EUR/USD is extending the recovery gains above 1.0600 in the European session. The pair is finding its feet amid a positive shift in the risk sentiment as fears ebb over the Credit Suisse crisis. All eyes remain on the ECB rate hike decision for new trading direction.
EUR/USD was last seen trading in the 1.0620/30 area, where the 50-period and the 10-period Simple Moving Averages (SMA) align. If the pair stabilizes above that region, it could face interim resistance at 1.0660 (static level) before targeting the 1.0690/1.0700 area (200-period SMA, psychological level, static level).
On the downside, the first support is located at 1.0600 (psychological level, static level), ahead of 1.0530 (static level= and 1.0500 (psychological level).
EUR/USD has gathered recovery momentum and advanced beyond 1.0600 early Thursday after suffering heavy losses on Wednesday. The European Central Bank’s (ECB) policy announcements and its approach to market turmoil could drive the Euro’s valuation in the second half of the day.
Flight to safety intensified on Wednesday as news of Credit Suisse’s inability to receive additional financial support from Saudi National Bank revived fears over the financial crisis spreading to Europe. EUR/USD stayed under constant bearish pressure throughout the day and touched its lowest level since early January at 1.0515.
In the late American session, however, the Swiss National Bank (SNB) and the Swiss Financial Market Supervisory Authority (FINMA) said that Credit Suisse met the capital requirements in case it needed to raise liquidity.

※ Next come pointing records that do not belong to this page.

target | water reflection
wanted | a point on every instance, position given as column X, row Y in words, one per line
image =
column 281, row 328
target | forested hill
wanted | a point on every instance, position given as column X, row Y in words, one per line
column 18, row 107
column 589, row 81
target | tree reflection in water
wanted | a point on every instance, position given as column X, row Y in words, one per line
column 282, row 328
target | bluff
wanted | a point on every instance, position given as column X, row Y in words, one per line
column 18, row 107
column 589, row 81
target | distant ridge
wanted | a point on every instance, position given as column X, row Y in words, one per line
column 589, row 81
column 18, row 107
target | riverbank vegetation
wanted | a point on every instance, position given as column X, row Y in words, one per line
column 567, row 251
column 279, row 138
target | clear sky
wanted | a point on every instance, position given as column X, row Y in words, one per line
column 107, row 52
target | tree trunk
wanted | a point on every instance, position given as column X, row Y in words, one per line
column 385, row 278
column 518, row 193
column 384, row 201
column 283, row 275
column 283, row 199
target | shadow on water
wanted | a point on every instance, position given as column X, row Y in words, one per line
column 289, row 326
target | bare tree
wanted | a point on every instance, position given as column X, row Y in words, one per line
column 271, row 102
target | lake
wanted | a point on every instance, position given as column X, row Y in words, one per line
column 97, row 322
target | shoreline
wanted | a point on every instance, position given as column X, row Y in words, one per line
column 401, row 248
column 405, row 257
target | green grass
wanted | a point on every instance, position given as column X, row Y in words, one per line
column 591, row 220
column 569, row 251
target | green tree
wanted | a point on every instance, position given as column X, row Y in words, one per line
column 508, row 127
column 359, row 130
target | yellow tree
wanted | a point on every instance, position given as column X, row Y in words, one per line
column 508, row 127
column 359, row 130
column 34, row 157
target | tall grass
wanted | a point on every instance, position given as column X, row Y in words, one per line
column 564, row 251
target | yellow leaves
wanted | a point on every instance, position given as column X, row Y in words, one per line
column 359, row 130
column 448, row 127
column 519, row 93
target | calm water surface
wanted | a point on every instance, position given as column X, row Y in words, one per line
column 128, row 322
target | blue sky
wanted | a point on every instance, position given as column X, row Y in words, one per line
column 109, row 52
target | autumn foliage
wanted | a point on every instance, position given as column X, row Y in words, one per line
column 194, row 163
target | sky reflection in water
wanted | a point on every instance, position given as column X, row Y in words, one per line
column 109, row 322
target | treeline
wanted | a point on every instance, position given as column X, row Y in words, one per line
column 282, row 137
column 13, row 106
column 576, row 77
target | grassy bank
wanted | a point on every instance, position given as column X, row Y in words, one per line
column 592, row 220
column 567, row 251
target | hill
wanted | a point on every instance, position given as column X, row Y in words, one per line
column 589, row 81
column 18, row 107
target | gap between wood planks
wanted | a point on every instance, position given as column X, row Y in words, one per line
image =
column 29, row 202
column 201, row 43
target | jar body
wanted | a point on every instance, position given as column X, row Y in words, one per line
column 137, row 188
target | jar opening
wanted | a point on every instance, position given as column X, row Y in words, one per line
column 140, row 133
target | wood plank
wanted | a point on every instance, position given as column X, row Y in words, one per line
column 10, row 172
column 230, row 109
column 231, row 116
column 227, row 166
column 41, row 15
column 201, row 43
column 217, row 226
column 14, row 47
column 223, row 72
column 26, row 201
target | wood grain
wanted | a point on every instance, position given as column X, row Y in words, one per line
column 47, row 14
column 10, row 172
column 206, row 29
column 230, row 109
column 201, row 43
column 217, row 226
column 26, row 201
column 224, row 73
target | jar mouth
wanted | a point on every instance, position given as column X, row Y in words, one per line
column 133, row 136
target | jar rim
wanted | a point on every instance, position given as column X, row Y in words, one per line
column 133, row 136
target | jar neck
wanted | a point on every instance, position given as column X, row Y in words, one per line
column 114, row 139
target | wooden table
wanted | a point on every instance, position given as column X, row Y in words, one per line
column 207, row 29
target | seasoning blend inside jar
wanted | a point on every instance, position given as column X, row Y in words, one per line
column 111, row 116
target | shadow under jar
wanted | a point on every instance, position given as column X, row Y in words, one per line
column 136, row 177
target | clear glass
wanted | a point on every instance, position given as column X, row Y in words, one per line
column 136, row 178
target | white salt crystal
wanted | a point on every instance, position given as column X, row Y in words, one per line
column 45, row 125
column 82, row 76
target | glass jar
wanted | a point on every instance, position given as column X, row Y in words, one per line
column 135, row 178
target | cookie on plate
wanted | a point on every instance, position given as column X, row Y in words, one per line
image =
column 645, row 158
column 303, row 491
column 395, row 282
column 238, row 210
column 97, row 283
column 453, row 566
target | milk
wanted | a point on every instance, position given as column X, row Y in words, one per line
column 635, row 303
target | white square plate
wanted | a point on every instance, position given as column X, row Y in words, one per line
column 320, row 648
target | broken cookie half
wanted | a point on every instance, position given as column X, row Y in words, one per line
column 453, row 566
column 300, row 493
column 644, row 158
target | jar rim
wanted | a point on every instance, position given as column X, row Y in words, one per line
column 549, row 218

In turn, EUR/USD managed to erase a small portion of its daily losses before the end of the day and extended its rebound during the Asian trading hours on Thursday.
Reflecting the improving market mood, Euro Stoxx 50 Index opened nearly 2% higher following Wednesday’s 3.5% decline. Later in the day, the European Central Bank (ECB) is expected to raise its key rates by 50 basis points. Earlier in the week, several news outlets reported that dovish ECB policymakers would argue that the changing economic environment would warrant more caution regarding aggressive policy tightening.
If the ECB says that it can change its approach to policy tightening if it sees additional signs of stress in financial conditions in the Eurozone, the Euro is likely to have difficulty finding demand. On the flip side, the bank could downplay market jitters and note that it was an isolated event unlikely to occur again. Markets are likely to expect additional big rate hikes. In that scenario, EUR/USD is likely to remain bullish and extend its rebound.
If the ECB surprises the markets by opting for a 25 bps hike, that will likely trigger an intense selloff in the Euro, at least with the immediate reaction.